Ce qui pourrait améliorer le CBMT lui-même: (1) abandonner l’approche descendante du CBMT pour mieux intégrer les stratégies de dépenses des ministères ; (2) s’assurer que le champ du CBMT intègre toutes les opérations financières de l’administration financière pour disposer d’une vision globale de cette dernière ; (3) bien maitriser les déterminants des coûts des programmes et actions sur la base de stratégies sectorielles détaillées; (4) maitriser les risques budgetaires à travers un travail d’évaluation de leurs impacts ; et (5) le renforcement des capacités statistiques de l’administration financière couvrant les budgets et leur exécution (dont le tableau des opérations financières de l’état), la trésorerie et tous les états financiers. Les axes de réflexion au titre de la préparation de l’avant-projet de budget-programme pour 2024. La note d’orientation est détaillée et se place dans une perspective de remise en ordre des finances publiques sur le moyen terme. 

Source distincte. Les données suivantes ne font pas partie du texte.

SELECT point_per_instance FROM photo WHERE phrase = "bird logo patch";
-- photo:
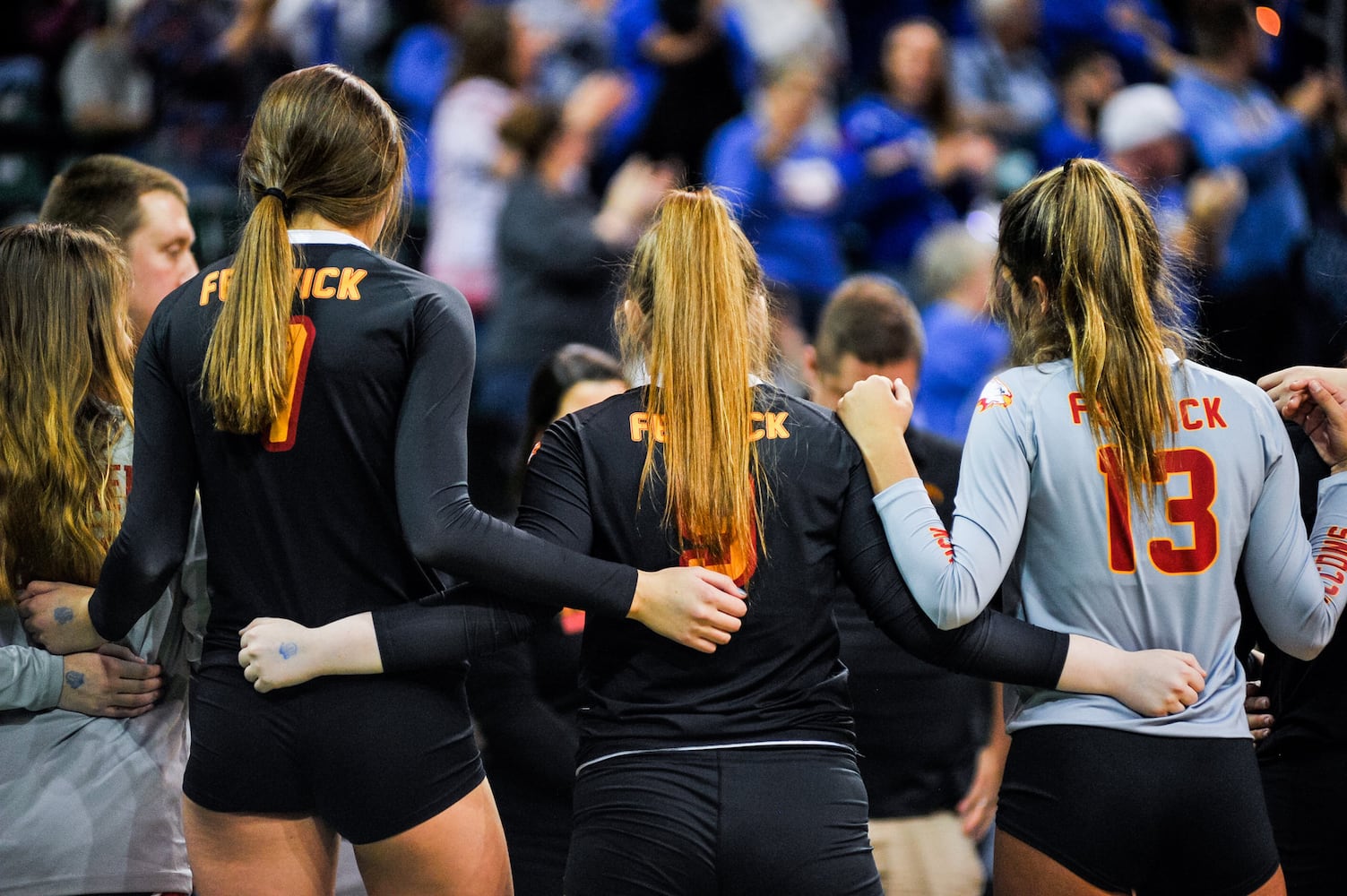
(996, 393)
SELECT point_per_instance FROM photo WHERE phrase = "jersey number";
(1192, 510)
(299, 344)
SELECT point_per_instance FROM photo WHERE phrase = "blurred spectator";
(340, 31)
(555, 254)
(211, 61)
(931, 744)
(469, 166)
(1325, 269)
(38, 34)
(690, 69)
(781, 30)
(146, 209)
(915, 147)
(999, 77)
(784, 168)
(964, 347)
(524, 698)
(418, 70)
(107, 96)
(575, 39)
(868, 23)
(1137, 32)
(1141, 130)
(1237, 122)
(1087, 75)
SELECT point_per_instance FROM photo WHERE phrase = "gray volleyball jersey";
(94, 805)
(1038, 500)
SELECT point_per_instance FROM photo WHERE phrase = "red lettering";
(1211, 407)
(1183, 414)
(1078, 407)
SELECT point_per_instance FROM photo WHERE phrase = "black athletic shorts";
(1140, 813)
(771, 821)
(372, 754)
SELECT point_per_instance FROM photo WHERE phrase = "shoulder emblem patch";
(996, 393)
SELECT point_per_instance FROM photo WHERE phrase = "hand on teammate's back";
(691, 605)
(56, 615)
(1317, 399)
(110, 682)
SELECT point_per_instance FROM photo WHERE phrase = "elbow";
(1301, 649)
(425, 545)
(1307, 642)
(951, 617)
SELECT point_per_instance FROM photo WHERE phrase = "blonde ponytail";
(322, 142)
(702, 333)
(1084, 269)
(244, 372)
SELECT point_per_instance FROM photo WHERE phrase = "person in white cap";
(1141, 130)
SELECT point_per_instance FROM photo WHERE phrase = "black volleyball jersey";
(779, 678)
(350, 499)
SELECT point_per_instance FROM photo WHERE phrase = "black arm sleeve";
(154, 534)
(441, 524)
(993, 646)
(461, 624)
(471, 620)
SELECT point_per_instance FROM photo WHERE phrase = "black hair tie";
(279, 194)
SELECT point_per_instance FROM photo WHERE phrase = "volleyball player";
(315, 391)
(736, 771)
(1127, 486)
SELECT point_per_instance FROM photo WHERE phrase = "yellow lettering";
(208, 286)
(756, 417)
(321, 289)
(306, 282)
(350, 286)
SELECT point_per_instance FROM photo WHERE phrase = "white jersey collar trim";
(306, 237)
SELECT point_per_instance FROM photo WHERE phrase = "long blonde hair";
(327, 143)
(1105, 302)
(65, 361)
(702, 332)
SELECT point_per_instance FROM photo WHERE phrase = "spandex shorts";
(1141, 813)
(374, 756)
(752, 821)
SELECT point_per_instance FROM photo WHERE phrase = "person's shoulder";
(795, 415)
(932, 446)
(1200, 377)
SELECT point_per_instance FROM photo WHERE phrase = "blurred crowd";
(851, 135)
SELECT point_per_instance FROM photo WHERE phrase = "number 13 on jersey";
(1192, 511)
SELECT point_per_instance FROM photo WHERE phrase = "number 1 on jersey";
(1192, 510)
(299, 344)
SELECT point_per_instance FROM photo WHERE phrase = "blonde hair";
(330, 144)
(65, 361)
(702, 332)
(1105, 301)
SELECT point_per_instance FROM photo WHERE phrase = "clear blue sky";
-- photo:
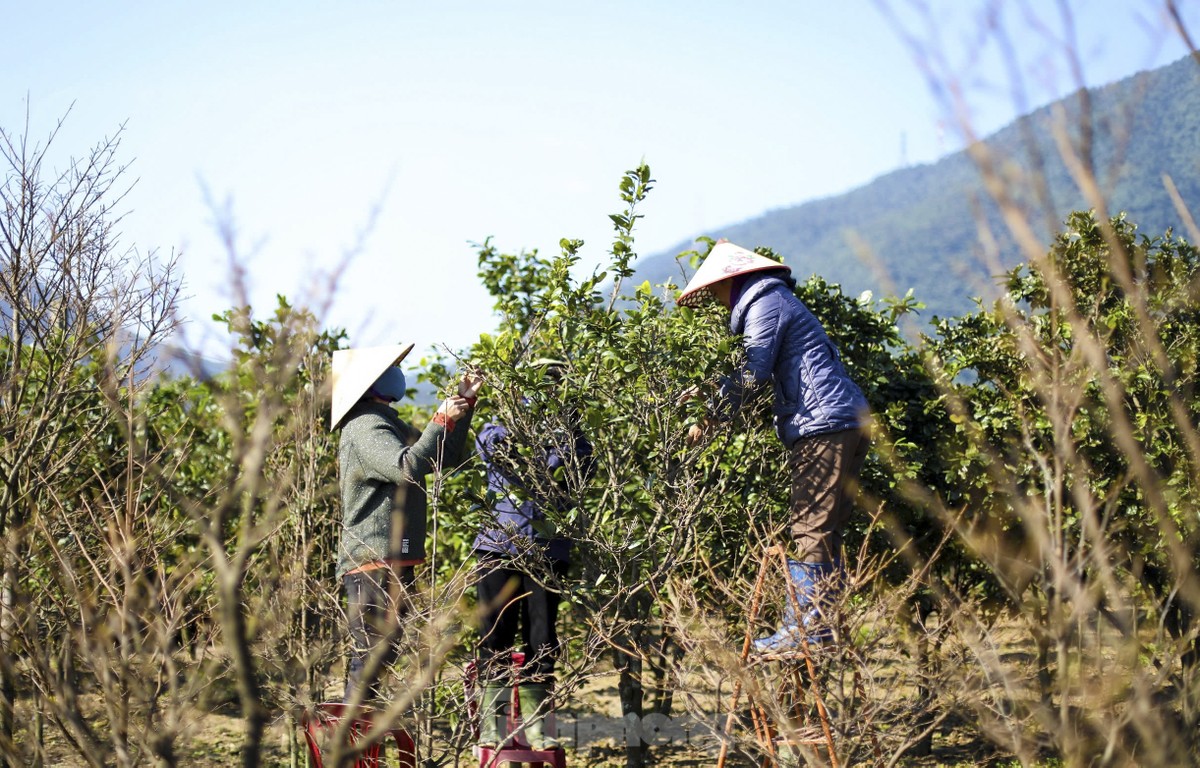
(514, 120)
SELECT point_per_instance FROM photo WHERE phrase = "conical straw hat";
(355, 371)
(724, 261)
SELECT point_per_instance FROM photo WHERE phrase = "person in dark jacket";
(819, 413)
(382, 468)
(520, 563)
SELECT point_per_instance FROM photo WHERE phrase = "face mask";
(390, 385)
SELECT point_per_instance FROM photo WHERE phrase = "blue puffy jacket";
(785, 343)
(513, 519)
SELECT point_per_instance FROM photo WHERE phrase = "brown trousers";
(825, 479)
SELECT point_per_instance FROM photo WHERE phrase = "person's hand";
(454, 408)
(471, 384)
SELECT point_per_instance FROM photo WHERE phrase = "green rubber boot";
(492, 715)
(533, 714)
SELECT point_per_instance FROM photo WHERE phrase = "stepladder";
(784, 694)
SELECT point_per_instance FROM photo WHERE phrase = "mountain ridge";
(919, 227)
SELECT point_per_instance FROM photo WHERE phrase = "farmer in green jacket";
(382, 465)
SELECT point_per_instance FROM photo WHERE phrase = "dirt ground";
(591, 727)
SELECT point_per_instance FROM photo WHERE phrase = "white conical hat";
(355, 371)
(724, 261)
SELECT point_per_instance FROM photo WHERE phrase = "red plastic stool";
(323, 721)
(519, 750)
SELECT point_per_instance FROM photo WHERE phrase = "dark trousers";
(376, 603)
(510, 598)
(825, 479)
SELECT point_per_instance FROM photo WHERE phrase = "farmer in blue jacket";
(819, 413)
(521, 561)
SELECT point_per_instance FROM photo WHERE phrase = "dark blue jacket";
(786, 345)
(515, 521)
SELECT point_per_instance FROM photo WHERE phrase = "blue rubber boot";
(816, 587)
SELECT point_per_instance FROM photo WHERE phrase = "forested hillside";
(919, 227)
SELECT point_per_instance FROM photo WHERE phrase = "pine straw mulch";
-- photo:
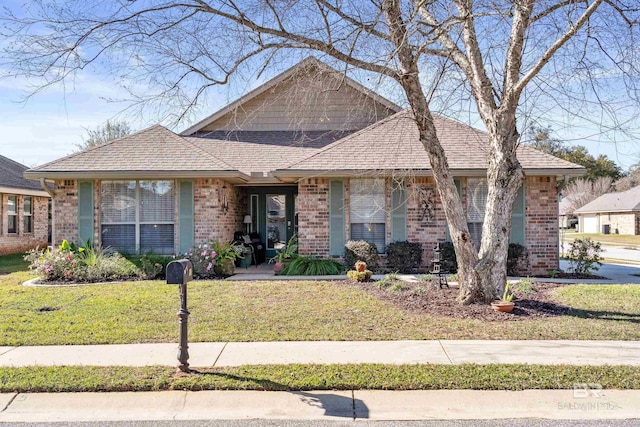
(427, 298)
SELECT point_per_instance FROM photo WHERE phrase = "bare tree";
(109, 131)
(505, 58)
(629, 181)
(582, 191)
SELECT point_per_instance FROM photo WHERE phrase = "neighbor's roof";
(393, 144)
(153, 152)
(624, 201)
(11, 179)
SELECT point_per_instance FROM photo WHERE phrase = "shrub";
(153, 266)
(359, 250)
(404, 256)
(360, 276)
(90, 264)
(309, 266)
(584, 255)
(203, 259)
(517, 260)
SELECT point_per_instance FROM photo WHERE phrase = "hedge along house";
(24, 210)
(309, 152)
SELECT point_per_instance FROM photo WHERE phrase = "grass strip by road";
(316, 377)
(223, 311)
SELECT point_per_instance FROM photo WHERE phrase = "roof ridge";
(87, 150)
(527, 147)
(348, 137)
(202, 150)
(13, 161)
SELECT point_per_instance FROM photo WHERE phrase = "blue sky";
(49, 124)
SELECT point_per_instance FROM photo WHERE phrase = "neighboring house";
(567, 218)
(24, 210)
(310, 151)
(617, 213)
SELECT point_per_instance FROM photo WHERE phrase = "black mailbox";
(179, 271)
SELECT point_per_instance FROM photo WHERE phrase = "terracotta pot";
(225, 267)
(277, 267)
(505, 307)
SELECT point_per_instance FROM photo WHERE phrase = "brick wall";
(211, 223)
(65, 211)
(22, 241)
(542, 224)
(428, 226)
(313, 217)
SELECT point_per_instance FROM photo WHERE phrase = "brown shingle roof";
(393, 144)
(624, 201)
(264, 151)
(11, 176)
(152, 149)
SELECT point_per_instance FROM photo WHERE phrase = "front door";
(274, 209)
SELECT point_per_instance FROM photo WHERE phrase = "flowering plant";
(91, 264)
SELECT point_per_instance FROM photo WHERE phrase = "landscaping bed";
(429, 299)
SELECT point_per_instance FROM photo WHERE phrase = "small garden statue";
(360, 274)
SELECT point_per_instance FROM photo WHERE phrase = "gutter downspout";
(52, 193)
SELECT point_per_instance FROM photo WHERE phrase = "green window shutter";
(459, 188)
(185, 217)
(85, 212)
(518, 219)
(398, 212)
(336, 217)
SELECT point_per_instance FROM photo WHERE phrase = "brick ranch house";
(24, 210)
(309, 152)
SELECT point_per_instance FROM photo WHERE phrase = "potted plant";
(244, 253)
(504, 304)
(226, 255)
(285, 255)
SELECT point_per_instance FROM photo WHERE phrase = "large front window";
(477, 191)
(367, 211)
(138, 216)
(12, 214)
(27, 213)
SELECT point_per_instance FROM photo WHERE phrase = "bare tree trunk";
(504, 178)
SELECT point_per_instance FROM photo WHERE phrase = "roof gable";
(311, 96)
(11, 176)
(624, 201)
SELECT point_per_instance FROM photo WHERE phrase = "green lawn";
(317, 377)
(145, 311)
(605, 239)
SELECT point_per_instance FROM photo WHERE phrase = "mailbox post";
(180, 272)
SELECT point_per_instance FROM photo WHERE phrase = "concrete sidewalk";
(326, 352)
(354, 405)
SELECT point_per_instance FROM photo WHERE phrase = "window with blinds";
(12, 214)
(138, 216)
(367, 211)
(477, 191)
(27, 214)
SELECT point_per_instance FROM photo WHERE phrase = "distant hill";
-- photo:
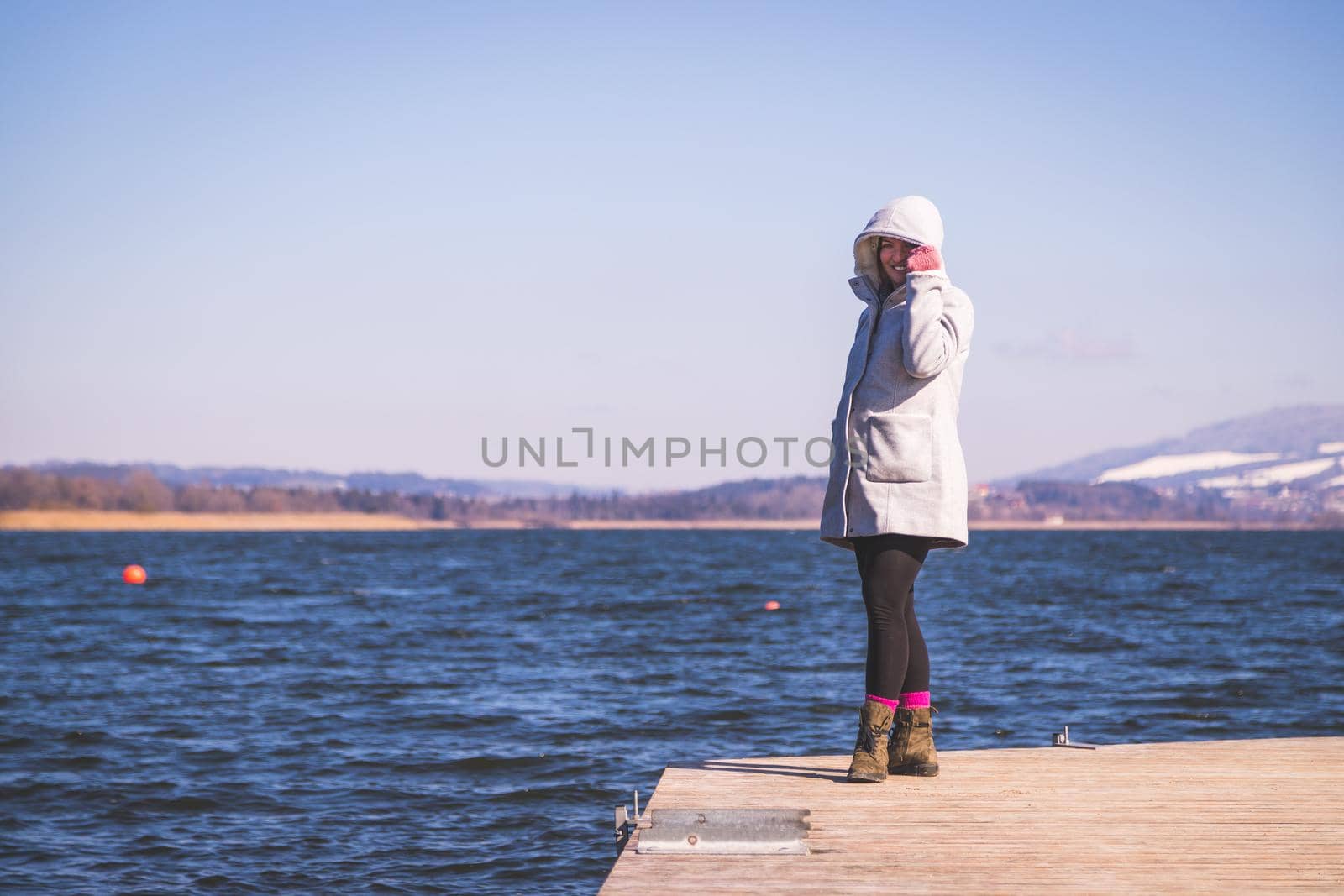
(1280, 466)
(1303, 446)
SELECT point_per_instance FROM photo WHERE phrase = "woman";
(898, 479)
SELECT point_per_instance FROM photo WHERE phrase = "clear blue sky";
(365, 235)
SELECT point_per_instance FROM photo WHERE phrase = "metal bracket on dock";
(1062, 741)
(722, 832)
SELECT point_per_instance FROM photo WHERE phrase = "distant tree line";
(785, 499)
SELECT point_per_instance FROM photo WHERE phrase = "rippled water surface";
(460, 711)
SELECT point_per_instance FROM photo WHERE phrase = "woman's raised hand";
(924, 258)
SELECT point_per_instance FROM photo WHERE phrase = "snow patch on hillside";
(1175, 464)
(1272, 474)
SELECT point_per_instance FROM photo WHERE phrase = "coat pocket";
(900, 448)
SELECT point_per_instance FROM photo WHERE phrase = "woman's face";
(891, 257)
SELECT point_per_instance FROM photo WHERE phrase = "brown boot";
(911, 752)
(870, 750)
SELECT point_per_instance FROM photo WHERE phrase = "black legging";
(898, 660)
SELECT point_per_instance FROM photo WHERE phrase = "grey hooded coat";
(897, 463)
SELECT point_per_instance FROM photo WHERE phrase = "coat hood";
(911, 217)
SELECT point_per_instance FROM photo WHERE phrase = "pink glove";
(924, 258)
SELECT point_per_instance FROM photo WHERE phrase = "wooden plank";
(1168, 817)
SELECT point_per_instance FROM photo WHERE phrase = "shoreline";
(176, 521)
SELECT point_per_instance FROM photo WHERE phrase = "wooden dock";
(1230, 815)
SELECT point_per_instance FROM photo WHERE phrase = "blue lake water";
(461, 711)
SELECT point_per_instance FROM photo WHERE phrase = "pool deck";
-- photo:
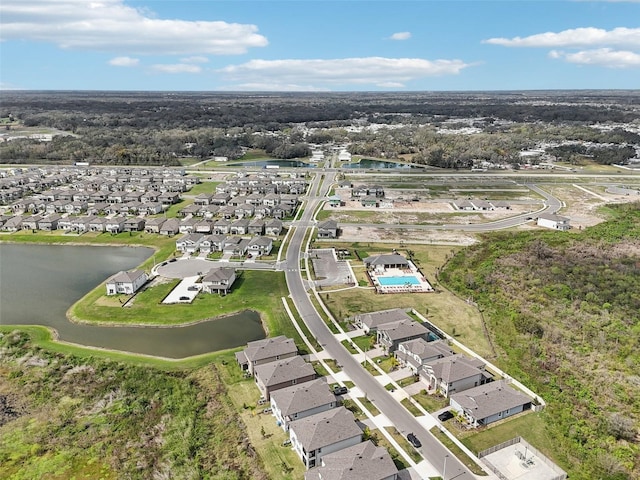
(422, 285)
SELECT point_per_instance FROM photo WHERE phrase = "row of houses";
(234, 245)
(324, 434)
(471, 390)
(76, 183)
(118, 224)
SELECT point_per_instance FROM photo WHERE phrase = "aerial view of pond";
(377, 164)
(38, 284)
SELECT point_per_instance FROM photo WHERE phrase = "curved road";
(405, 422)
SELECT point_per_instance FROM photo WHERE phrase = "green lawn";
(254, 290)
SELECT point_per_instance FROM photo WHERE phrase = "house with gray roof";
(219, 280)
(385, 261)
(302, 400)
(266, 350)
(364, 461)
(328, 229)
(489, 403)
(454, 373)
(274, 376)
(369, 321)
(390, 335)
(126, 282)
(418, 352)
(318, 435)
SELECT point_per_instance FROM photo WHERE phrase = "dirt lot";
(581, 205)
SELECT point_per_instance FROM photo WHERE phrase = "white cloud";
(112, 26)
(194, 59)
(577, 37)
(352, 71)
(272, 87)
(401, 36)
(176, 68)
(603, 57)
(124, 62)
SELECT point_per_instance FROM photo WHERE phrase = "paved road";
(552, 205)
(405, 422)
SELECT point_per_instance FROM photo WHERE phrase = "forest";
(138, 128)
(563, 312)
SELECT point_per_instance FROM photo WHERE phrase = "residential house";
(189, 243)
(418, 352)
(364, 461)
(170, 227)
(369, 321)
(212, 243)
(50, 222)
(327, 432)
(218, 280)
(281, 374)
(390, 335)
(256, 227)
(115, 225)
(153, 225)
(264, 351)
(489, 403)
(239, 227)
(188, 225)
(555, 222)
(328, 229)
(454, 373)
(302, 400)
(126, 282)
(30, 222)
(259, 246)
(97, 224)
(273, 228)
(134, 224)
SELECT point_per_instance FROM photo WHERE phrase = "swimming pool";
(400, 281)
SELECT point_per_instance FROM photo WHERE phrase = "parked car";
(444, 416)
(414, 440)
(338, 390)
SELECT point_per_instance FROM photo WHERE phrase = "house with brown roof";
(327, 432)
(264, 351)
(454, 373)
(390, 335)
(418, 352)
(489, 403)
(364, 461)
(126, 282)
(302, 400)
(219, 280)
(280, 374)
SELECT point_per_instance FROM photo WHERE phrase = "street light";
(444, 468)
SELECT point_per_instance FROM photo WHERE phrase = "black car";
(414, 440)
(338, 390)
(444, 416)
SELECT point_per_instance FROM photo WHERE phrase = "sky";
(319, 46)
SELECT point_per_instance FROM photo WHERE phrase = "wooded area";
(563, 312)
(137, 128)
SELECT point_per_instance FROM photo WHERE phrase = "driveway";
(328, 269)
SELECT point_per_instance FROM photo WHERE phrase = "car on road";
(338, 390)
(414, 440)
(444, 416)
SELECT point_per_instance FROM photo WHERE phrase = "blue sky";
(328, 45)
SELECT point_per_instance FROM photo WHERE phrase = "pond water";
(38, 284)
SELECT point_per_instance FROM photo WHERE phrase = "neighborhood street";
(432, 450)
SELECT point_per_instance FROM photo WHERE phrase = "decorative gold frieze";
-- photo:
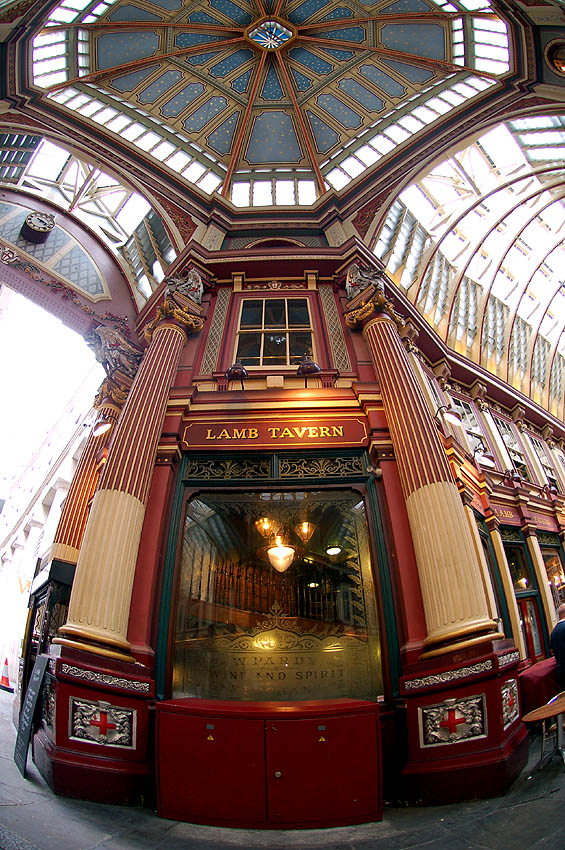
(227, 469)
(321, 467)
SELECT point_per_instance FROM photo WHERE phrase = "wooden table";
(555, 709)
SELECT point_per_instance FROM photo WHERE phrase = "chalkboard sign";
(28, 711)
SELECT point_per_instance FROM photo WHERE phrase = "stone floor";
(531, 816)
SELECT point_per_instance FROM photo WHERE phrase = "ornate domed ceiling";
(268, 101)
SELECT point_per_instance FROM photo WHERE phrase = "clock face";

A juste titre, elle donne des orientions claires pour renforcer le recouvrement des recettes, rationaliser et améliorer la qualité et l’efficacité de la dépense publique et promouvoir la transparence.  Attendons donc le projet de loi de finances pour 2024.Les dispositifs en place et les orientations budgetaires gagneraient à être renforcés par un écosystème plus favorable comprenant: (1) le développement d’un savoir-faire en matière économique ; (2) des points d’ancrage à long terme (consacrés par une vision du futur et une stratégie de développement à long terme) qui servent de référents de gestion ; (3) des politiques publiques régulièrement adaptées aux défis de l’heure, ce qui implique une flexibilité décisionnelle pour intégrer les changements qui surviennent ; (4) une panoplie d’outils de projection et de gestion macroéconomique ; (5) un mode opératoire et un cadre institutionnel flexible et efficient ; et (6) des mécanismes et politiques en place pour communiquer, rendre compte et maintenir l’adhésion des populations et des partenaires.